D’après lui, les clients viennent, demandent les prix, secouent la tête et repartent. « Nous rentrons bredouilles, l’argent bloqué dans un cheptel que personne ne peut s’offrir », a-t-il déploré.

Comme Léopold , de nombreux vendeurs ont refusé de revoir leurs ambitions à la baisse, persuadés que l’imminence du jour J forcerait la main des chefs de famille. Au fur et à mesure que les heures avancent, ils regrettaient une erreur de calcul face à un pouvoir d’achat exsangue.

Des prix prohibitifs face à un pouvoir d’achat en berne

Sur le marché, la spéculation a atteint des sommets vertigineux. Une chèvre ou un mouton de taille moyenne oscille désormais entre 300 000 et 400 000 Fbu. Pour les bovins, la situation est encore plus déconnectée de la bourse du citoyen moyen : un taureau s’échange difficilement entre 2 000 000 et 3 000 000 Fbu.

Des tarifs prohibitifs qui subissent de plein fouet l’impact de l’inflation et des difficultés économiques globales que traverse le pays.  Pour déjouer cette flambée prévisible, certains fidèles plus prévoyants  ou légèrement plus aisés avaient tenté de prendre les devants. « J’ai acheté deux chèvres il y a trois semaines à 20kilometres de  la ville, car je savais qu’à la veille de la fête, les prix au marché seraient intenables », explique Issa Harakandi, rencontré  au quartier Nyamugari. « Mais aujourd’hui, pour la majorité de mes frères de foi, une telle dépense est tout simplement devenue impossible »,a-t-il ajouté.

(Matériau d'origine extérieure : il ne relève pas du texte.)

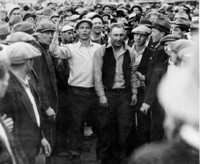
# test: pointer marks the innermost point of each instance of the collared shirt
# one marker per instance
(80, 60)
(139, 55)
(119, 77)
(26, 86)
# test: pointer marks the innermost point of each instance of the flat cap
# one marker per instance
(67, 28)
(19, 37)
(45, 25)
(4, 32)
(19, 52)
(82, 21)
(12, 9)
(141, 30)
(169, 37)
(23, 27)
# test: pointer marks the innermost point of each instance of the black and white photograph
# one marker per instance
(99, 82)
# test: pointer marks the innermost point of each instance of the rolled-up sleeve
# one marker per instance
(97, 71)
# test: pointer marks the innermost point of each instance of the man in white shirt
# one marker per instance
(82, 94)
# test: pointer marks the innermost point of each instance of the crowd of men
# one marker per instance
(70, 67)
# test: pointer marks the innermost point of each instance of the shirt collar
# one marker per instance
(110, 45)
(141, 52)
(24, 82)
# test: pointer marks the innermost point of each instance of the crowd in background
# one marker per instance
(130, 72)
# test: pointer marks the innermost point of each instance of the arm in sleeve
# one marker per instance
(97, 71)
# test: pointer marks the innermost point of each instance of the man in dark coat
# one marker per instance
(45, 72)
(159, 29)
(143, 54)
(181, 105)
(22, 103)
(113, 73)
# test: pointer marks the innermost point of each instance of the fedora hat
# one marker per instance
(162, 24)
(4, 32)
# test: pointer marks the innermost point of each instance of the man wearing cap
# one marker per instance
(67, 34)
(137, 9)
(96, 34)
(181, 27)
(150, 102)
(81, 86)
(143, 55)
(21, 101)
(113, 74)
(44, 69)
(160, 28)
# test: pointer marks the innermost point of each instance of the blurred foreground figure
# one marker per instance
(10, 150)
(179, 95)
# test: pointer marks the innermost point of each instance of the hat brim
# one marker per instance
(157, 26)
(47, 30)
(83, 21)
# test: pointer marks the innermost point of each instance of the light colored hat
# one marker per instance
(19, 37)
(142, 29)
(12, 9)
(26, 27)
(45, 25)
(4, 32)
(90, 15)
(178, 91)
(19, 52)
(82, 21)
(67, 28)
(169, 37)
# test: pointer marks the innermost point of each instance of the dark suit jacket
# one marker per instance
(15, 146)
(16, 104)
(158, 114)
(45, 72)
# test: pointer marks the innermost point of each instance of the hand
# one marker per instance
(50, 112)
(144, 108)
(134, 100)
(8, 122)
(140, 76)
(46, 146)
(103, 101)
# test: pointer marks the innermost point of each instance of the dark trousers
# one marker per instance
(115, 122)
(82, 100)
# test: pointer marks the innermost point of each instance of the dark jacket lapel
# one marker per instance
(24, 97)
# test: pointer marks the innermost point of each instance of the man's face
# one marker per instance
(140, 39)
(136, 10)
(84, 31)
(107, 10)
(177, 31)
(30, 20)
(46, 37)
(117, 36)
(15, 13)
(55, 19)
(68, 36)
(156, 35)
(97, 25)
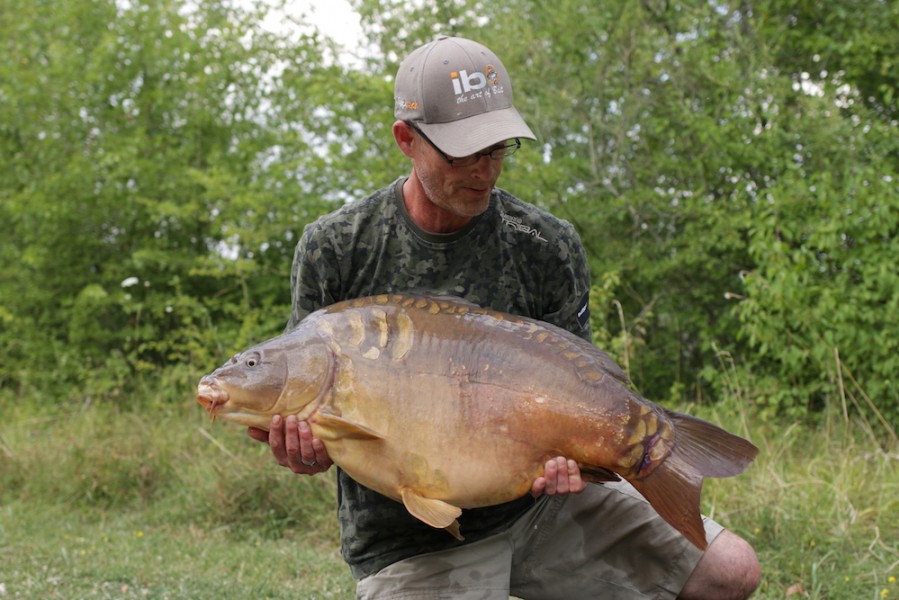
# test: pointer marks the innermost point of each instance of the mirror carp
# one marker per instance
(442, 405)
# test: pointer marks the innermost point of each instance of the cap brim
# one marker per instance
(478, 132)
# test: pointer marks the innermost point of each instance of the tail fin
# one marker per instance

Le choix de la piété contre la folie des grandeurs

Dans les quartiers de Gitega, le constat est partagé par de nombreuses familles : l’Aïd el-Hadj de cette année ne ressemblera pas aux précédents. L’heure est à la sobriété forcée et au refus du gaspillage. « La vie est devenue beaucoup trop chère pour que l’on s’expose à des dépenses inconsidérées », analyse sagement Fatouma Hussein, mère de quatre enfants.  Même son de clochez chez Abdallah Hakizimana. Il affirme que ses voisins et  lui n’iront pas faire des folies. « Nous irons à la prière du matin, c’est le plus important. Ce qui compte aux yeux d’Allah, c’est la piété et l’intention du cœur, pas la taille de la bête égorgée! »

A Gitega, cette résignation pragmatique montre à quel point les priorités ont changé. Face aux impératifs du quotidien (scolarité, logement, nourriture de base), le sacrifice d’une bête entière est devenu un luxe d’un autre temps pour la classe moyenne.  Alors que le soleil se couche sur la capitale politique, les commerçants de Zege surveillent leurs bêtes d’un œil morne, tandis que les foyers se préparent à célébrer dans le recueillement.  A défaut d’opulence, c’est la ferveur spirituelle qui viendra illuminer cette édition de l’Aïd el-Hadj.